Shockingly, Wells even suggested that women skirt FDA guidance, which directs any woman who uses abortion medication to undergo a follow-up visit with their physician.

"Most people can tell if they're no longer pregnant and if they're not having any bleeding issues, there's really no reason for it," Wells said of the FDA-advised follow-up visit. "If you ask clinic providers, they will say that a lot of people are not coming in. They don't need them.

"There's no information that the clinician needs to have. They do not need to know that you've taken abortion pills in order to provide safe follow-up treatment," Wells later added.

When Harlow pressed Wells about the importance of being honest with doctors, Wells doubled down.

"In an ideal world, of course, we would want people to be fully transparent with their providers. But we are not in an ideal world right now," Wells said.

The Washington Free Beacon explained why disclosing whether one has taken abortion medication is important:

[A] recent Charlotte Lozier Institute study showed that women who failed to disclose they took abortion pills during an emergency room visit averaged more than three in-patient hospital admissions to treat subsequent complications—a 78 percent higher rate than women who did disclose. Tessa Longbons, a senior research associate at the institute, said groups such as Plan C overlook this data because they value advocacy over science.

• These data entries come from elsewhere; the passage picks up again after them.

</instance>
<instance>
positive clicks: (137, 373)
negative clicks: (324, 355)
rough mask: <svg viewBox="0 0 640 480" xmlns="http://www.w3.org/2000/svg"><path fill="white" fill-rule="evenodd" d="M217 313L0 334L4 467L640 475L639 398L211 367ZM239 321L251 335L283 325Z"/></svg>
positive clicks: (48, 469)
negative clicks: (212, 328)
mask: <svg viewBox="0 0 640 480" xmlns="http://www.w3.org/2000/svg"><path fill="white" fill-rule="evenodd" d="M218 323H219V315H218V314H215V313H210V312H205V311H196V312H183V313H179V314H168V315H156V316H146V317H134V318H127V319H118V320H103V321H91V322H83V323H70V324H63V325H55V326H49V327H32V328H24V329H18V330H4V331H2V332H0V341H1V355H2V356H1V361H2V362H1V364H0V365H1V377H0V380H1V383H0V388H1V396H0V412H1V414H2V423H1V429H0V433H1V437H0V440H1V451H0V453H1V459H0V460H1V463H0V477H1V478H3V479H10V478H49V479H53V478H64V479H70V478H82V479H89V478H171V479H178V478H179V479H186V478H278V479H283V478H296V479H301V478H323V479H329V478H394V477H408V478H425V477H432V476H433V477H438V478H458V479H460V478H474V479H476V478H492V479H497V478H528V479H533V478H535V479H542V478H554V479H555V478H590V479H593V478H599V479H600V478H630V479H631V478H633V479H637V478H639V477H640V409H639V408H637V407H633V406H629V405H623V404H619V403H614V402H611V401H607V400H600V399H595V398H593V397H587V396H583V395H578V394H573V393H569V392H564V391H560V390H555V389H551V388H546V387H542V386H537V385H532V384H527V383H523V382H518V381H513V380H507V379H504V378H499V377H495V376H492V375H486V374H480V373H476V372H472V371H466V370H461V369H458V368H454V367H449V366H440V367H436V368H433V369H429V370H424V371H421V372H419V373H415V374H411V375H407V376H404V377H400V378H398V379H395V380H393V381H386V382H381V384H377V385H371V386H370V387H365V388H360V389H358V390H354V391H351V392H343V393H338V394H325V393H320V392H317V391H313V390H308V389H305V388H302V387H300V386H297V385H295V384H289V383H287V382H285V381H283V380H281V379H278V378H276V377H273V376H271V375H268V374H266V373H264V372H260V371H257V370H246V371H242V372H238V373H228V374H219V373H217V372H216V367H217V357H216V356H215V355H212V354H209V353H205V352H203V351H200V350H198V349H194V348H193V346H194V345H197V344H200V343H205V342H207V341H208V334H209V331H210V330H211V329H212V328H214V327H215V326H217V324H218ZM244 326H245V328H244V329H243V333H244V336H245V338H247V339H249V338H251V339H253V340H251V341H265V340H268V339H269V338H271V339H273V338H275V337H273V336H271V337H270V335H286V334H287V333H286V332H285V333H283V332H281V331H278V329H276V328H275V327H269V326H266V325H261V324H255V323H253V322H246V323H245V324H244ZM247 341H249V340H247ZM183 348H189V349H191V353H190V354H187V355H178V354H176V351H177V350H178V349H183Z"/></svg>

"Women deserve to know the facts about the abortion pill, and unfortunately, they won't find them in this CNN interview," Longbons told the Washington Free Beacon. "Mailing women abortion pills with no medical oversight is literally playing games with a woman's health."

Aid Access, another organization that ships women abortion medication, is also continuing operations in the U.S., despite receiving a cease-and-desist letter from the FDA in 2019, CNBC reported.

That organization uses European doctors and an Indian pharmacy to distribute abortion medication.